Melted Cherry Tomato Pasta Sauce Recipe

Ingredients:
Makes 3 quarts
1/4 c. fresh minced garlic
4 oz. *soffrito (or substitute a finely minced mix of 2 parts red onion to 1 part carrot and 1 part celery)
3 27 oz. cans cherry tomatoes (or substitute 4 pints fresh cherry tomatoes and 32 oz. can of crushed tomatoes)
1/2 bunch basil
1/2 bunch parsley
Salt, pepper, sugar, and chili flakes to taste
2 oz. extra virgin olive oil

* In Italian cuisine soffrito is a sautéed mixture of chopped onions, celery, carrots, and seasonings

Directions:
In a heavy-bottomed sauce pan, gently sauté the garlic and soffrito in oil. Add the cherry tomatoes to the pan. Allow the mixture to gently stew for at least three hours over low heat. Stir periodically. After the second hour, tie herbs together so they can be removed later and add to the pan. When at the preferred consistency, add salt, sugar, pepper, and chili flakes to your liking. Remove the herbs. (For lasagna or pastas, the sauce should be thinner. For pizza or dipping sauce, it should be thicker.) Remove mixture from heat and stir in olive oil. Freeze, or refrigerate up to four days.

Serving Size = 1/2 cup
2 Weight Watchers Points per serving (2 WW Points)


Comments

  1. while the sauce was very sweet, the bitterness from skins and especially seeds was also quite pronounced. And suggestions for how to counter this?
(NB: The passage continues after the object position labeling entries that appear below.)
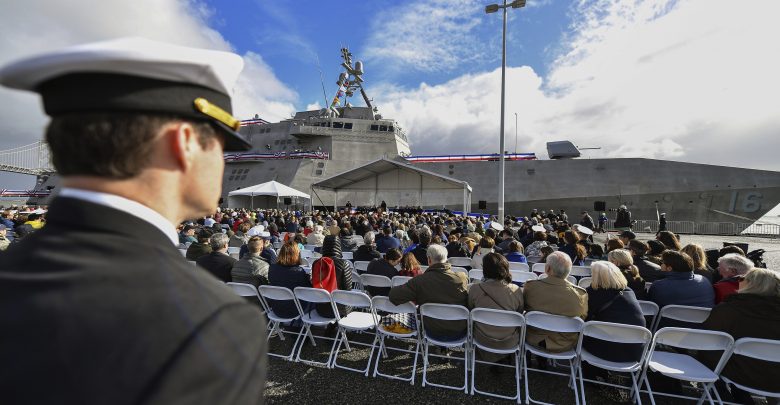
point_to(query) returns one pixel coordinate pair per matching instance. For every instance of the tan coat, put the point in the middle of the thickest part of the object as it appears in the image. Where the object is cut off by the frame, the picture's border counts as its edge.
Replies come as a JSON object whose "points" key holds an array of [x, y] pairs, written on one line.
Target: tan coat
{"points": [[555, 296], [496, 294], [439, 284]]}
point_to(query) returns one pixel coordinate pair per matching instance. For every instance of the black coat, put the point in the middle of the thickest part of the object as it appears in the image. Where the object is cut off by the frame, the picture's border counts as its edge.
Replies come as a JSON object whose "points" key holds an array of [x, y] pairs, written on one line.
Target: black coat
{"points": [[218, 265], [99, 307]]}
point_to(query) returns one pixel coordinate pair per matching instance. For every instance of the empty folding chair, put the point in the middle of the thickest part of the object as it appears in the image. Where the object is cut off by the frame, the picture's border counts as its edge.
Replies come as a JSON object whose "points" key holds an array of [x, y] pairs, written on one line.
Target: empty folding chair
{"points": [[682, 366], [376, 281], [650, 311], [460, 270], [460, 261], [399, 280], [445, 312], [538, 268], [409, 311], [522, 276], [519, 266], [361, 266], [313, 318], [553, 323], [355, 321], [275, 321], [684, 315], [761, 349], [612, 333], [502, 319]]}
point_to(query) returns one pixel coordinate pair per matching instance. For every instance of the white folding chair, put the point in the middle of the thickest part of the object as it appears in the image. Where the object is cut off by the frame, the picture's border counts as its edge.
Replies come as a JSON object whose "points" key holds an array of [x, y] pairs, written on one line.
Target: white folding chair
{"points": [[313, 318], [761, 349], [355, 321], [383, 304], [682, 366], [682, 313], [614, 333], [649, 310], [445, 312], [519, 266], [522, 276], [373, 280], [460, 261], [399, 280], [580, 271], [275, 321], [538, 268], [553, 323], [361, 266], [502, 319], [460, 270]]}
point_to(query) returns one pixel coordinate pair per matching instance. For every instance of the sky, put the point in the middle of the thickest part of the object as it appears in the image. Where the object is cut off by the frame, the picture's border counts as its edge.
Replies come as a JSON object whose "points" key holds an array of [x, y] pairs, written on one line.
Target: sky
{"points": [[686, 80]]}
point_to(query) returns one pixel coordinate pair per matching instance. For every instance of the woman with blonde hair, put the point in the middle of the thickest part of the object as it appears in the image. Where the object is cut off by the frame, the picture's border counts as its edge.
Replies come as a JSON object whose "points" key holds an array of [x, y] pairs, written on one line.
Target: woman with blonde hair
{"points": [[625, 262], [754, 311], [609, 300], [700, 267]]}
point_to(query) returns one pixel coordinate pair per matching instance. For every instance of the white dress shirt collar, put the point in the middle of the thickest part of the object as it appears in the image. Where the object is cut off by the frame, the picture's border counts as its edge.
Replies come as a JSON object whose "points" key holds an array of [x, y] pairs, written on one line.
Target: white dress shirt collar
{"points": [[131, 207]]}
    • You could try de-seeding the tomatoes before adding them into the recipe. It's a painstaking task, but if the flavor of the tomato skin really bothers you, it may be worth it. You could also try using a different type of tomato….I'd recommend a Roma Tomato. It won't change the WW Points value and it's easier to peel if you want to de-skin your tomatoes. Though it's not quite the exact same flavor as the cherry tomatoes. Hope that helps!